U.S. Holders are urged to consult their tax advisors about the PFIC rules, including the advisability, procedure and timing of making a mark-to-market election and the U.S. Holder’s eligibility to file such an election (including whether our ordinary shares or ADSs are treated as “marketable stock” for such purpose). A U.S. Holder will be required to file Internal Revenue Service Form 8621 if such U.S. Holder owns our ordinary shares or ADSs in any year in which we are classified as a PFIC.

Information reporting and backup withholding

A U.S. Holder may be subject to information reporting to the IRS and possible backup withholding with respect to dividends paid on, or proceeds of the sale or other disposition of our ordinary shares or ADSs unless such U.S. Holder is a corporation or qualifies within certain other categories of exempt recipients or provides a taxpayer identification number and certifies as to no loss of exemption from backup withholding and otherwise complies with applicable requirements of the backup withholding rules.

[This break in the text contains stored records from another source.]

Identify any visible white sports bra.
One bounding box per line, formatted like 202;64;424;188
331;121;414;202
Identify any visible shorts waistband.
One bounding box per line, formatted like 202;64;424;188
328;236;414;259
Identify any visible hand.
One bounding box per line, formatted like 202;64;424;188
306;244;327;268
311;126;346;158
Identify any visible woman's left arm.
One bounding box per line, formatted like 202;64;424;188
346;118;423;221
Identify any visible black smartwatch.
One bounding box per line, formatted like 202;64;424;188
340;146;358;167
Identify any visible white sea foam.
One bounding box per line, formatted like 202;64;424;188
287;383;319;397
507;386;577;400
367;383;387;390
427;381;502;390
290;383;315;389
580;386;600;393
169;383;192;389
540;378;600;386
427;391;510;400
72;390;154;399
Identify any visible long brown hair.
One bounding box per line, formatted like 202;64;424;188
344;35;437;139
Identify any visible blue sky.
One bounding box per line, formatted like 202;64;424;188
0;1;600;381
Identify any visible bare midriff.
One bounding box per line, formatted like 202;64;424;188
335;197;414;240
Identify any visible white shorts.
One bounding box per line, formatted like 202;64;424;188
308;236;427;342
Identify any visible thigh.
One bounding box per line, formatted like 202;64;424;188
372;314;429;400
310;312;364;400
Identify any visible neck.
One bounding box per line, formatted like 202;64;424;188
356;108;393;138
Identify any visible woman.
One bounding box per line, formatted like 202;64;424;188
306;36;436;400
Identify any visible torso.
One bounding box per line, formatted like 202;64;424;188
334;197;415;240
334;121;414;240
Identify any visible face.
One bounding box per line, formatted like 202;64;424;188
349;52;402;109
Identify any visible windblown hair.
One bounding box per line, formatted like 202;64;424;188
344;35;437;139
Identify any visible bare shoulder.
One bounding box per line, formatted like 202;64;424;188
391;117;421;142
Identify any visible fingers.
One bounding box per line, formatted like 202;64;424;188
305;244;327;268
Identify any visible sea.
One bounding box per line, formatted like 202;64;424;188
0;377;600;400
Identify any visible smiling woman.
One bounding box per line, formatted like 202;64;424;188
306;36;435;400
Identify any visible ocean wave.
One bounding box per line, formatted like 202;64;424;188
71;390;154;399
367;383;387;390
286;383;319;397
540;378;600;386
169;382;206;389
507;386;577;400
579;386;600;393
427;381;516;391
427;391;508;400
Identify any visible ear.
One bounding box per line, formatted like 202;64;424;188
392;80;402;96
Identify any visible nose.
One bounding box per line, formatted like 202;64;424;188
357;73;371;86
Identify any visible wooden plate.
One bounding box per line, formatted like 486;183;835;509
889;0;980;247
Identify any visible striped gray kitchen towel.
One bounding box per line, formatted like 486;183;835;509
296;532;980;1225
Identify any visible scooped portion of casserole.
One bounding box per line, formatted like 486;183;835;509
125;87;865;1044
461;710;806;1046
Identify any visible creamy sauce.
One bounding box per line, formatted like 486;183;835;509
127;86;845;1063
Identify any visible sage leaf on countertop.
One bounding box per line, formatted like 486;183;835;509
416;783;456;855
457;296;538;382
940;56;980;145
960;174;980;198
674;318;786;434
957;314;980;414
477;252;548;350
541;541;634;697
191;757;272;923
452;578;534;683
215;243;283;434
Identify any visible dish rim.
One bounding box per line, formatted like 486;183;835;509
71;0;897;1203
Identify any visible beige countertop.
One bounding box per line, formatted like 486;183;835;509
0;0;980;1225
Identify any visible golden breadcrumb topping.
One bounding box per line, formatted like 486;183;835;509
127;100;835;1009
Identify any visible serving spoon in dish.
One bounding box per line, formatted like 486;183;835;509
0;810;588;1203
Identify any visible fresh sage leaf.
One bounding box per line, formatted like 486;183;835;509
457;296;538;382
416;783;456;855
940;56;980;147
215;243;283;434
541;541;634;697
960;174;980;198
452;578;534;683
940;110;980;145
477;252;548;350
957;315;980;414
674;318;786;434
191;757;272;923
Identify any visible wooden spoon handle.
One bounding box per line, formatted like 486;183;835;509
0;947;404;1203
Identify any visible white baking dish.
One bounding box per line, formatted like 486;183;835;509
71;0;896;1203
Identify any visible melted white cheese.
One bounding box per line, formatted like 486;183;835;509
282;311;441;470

Amounts withheld under these rules may be credited against the U.S. Holder’s U.S. federal income tax liability and a U.S. Holder may obtain a refund of any excess amounts withheld under the backup withholding rules by filing the appropriate IRS forms and furnishing any required information. A U.S. Holder who does not provide a correct taxpayer identification number may be subject to penalties imposed by the IRS.

A non-U.S. Holder generally will not be subject to information reporting or backup withholding with respect to dividends on our ordinary shares or ADSs, unless payment is made through a paying agent (or office) in the United States or through certain U.S.-related financial intermediaries. However, a Non-U.S. Holder generally may be subject to information reporting and backup withholding with respect to the payment within the United States of dividends on our ordinary shares or ADSs, unless such non-U.S. Holder provides a taxpayer identification number, certifies under penalties of perjury as to its foreign status, or otherwise establishes an exemption.

U.S. individuals (and, under proposed regulations, certain entities) that hold certain specified foreign financial assets, including stock in a foreign corporation, with values in excess of certain thresholds are required to file with their U.S. federal income tax return Form 8938, on which information about the assets, including their value, is provided. Taxpayers who fail to file the form when required are subject to penalties. An exemption from reporting applies to foreign assets held through certain financial institutions. Investors are encouraged to consult with their own tax advisors regarding the possible application of this disclosure requirement to their investment in our ordinary shares or ADSs.

Transfer of ADSs

No U.K. stamp duty will be payable on a written instrument transferring an ADS or on a written agreement to transfer an ADS provided that the instrument of transfer or the agreement to transfer is executed and remains at all times outside the United Kingdom. Where these conditions are not met, the transfer of, or agreement to transfer, an ADS could, depending on the circumstances, attract a charge to U.K. stamp duty at the rate of 0.5% of the value of the consideration given in connection with the transfer.

No SDRT will be payable in respect of an agreement to transfer an ADS.